The arts, of course, happen in a place and place matters as never before, especially public space increasingly important given the pandemic. First, with their aesthetic focus the arts draw attention to quality, and beauty. They challenge us to ask: Is this beautiful? This should affect how urban design and architecture evolve. Second, the arts challenge us to ask questions about ourselves as a place. This should lead us to ask: ‘What kind of place do we want to be, say more eco-conscious,, and how should we get there?’ Arts programmes can challenge decision makers by undertaking uncomfortable projects that force leaders to debate and take a stand. For example, an arts project about or with migrants might make us look at our prejudices. Arts projects can empower people who have previously not expressed their views, so artists working with communities can in effect help consult people. For example, a community play devised with a local group can tell us much more than a typical political process.
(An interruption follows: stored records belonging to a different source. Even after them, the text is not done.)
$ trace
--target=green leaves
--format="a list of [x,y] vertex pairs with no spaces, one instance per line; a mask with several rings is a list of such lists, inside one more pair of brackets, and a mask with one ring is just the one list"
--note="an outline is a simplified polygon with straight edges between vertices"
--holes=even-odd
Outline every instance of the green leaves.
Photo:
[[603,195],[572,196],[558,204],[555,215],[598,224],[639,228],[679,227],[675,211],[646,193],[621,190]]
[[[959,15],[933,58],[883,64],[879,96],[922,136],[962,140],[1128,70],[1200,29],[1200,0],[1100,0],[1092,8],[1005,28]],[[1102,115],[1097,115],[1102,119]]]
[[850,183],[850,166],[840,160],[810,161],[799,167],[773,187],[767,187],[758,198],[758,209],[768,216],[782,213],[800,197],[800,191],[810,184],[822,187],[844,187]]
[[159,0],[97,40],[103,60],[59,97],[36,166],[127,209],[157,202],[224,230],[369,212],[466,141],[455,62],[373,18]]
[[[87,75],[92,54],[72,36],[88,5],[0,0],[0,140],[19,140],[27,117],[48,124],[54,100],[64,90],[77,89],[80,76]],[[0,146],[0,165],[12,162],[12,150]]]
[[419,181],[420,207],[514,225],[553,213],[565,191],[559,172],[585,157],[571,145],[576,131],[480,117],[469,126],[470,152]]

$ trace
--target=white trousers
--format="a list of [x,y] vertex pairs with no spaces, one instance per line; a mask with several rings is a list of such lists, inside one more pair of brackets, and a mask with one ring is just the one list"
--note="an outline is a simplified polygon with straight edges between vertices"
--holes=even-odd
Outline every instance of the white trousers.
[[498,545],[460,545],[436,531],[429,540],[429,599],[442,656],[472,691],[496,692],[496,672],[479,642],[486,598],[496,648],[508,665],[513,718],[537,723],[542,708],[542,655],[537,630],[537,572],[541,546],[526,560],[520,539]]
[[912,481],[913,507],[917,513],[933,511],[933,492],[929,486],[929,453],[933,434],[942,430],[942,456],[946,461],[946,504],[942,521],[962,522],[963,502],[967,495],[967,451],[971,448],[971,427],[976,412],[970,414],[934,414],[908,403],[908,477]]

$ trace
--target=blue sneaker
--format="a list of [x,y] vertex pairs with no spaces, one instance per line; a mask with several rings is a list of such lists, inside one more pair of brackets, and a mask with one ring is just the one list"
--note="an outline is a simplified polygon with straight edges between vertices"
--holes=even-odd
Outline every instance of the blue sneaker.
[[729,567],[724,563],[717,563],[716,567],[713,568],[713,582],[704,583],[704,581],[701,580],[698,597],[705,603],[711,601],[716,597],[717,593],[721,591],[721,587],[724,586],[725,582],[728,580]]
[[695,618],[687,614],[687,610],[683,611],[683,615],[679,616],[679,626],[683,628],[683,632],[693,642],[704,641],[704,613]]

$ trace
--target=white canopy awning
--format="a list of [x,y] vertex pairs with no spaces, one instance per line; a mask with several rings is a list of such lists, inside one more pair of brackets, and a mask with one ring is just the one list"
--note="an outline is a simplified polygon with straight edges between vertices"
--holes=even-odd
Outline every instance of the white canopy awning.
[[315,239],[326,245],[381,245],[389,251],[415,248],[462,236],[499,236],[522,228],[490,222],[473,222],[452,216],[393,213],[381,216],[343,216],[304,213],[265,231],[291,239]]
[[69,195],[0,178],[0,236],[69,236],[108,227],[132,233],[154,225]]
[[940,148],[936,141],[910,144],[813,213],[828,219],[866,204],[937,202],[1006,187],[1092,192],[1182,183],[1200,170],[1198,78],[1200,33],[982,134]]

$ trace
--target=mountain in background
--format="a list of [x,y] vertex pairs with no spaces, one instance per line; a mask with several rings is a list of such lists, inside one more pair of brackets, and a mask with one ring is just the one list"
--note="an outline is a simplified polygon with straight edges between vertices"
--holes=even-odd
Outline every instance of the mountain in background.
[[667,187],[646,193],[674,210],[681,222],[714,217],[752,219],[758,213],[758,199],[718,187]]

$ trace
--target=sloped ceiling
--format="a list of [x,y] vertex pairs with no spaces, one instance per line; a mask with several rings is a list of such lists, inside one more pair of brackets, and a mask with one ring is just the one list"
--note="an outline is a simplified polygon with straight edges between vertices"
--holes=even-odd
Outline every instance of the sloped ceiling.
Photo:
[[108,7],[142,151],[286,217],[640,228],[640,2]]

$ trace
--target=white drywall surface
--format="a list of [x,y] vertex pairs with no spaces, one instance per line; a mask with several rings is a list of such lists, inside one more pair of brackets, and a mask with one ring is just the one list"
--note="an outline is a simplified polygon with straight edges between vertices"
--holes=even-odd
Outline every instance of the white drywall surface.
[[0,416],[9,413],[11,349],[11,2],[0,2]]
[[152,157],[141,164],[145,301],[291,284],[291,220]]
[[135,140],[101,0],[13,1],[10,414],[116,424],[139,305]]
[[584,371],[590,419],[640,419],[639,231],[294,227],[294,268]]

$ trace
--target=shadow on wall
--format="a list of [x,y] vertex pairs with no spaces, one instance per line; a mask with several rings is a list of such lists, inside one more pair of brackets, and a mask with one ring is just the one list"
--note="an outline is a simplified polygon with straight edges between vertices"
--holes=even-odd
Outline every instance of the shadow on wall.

Finally arts projects can simply create enjoyment. A useful question to ask is: What is the problem and can a cultural approach help; can the arts help?  

Then the best of our past arts ends up in museums or cultural institutions and at their best these are mediators of dialogue. That aside the arts contribute to creating destinations, visitor attractions and help foster a city’s image as well as generating an economic impact, as do the best of the contemporary arts which are found in galleries, theatres, performance venues or bookshops.

In the end everything is about people and for people to contribute to society’s evolution it is best when we feel whole and have agency – think of the power of the arts here. Carol Ryff summarizes this well in six priorities that help develop psychological resilience. They are: how people are making use of their personal talents and potential (personal growth); the depth of connection they had in ties with significant others (positive relationships); whether they viewed themselves to be living in accord with their own personal convictions, in essence being themselves (autonomy); how well they were managing their life situations (environmental mastery); the extent to which people feel their lives have meaning, purpose, and direction (purpose in life); and the knowledge and acceptance they had of themselves, including awareness of personal limitations (self-acceptance).  

People who feel whole are more likely to want to be part of that story of cultural transformation where with their agency they can become shapers, makers and co-creators of their evolving cities, regions and countries. Ultimately it is storytelling we need – a story where we can all see the part we can play and where we act. And who are the best storytellers – artists.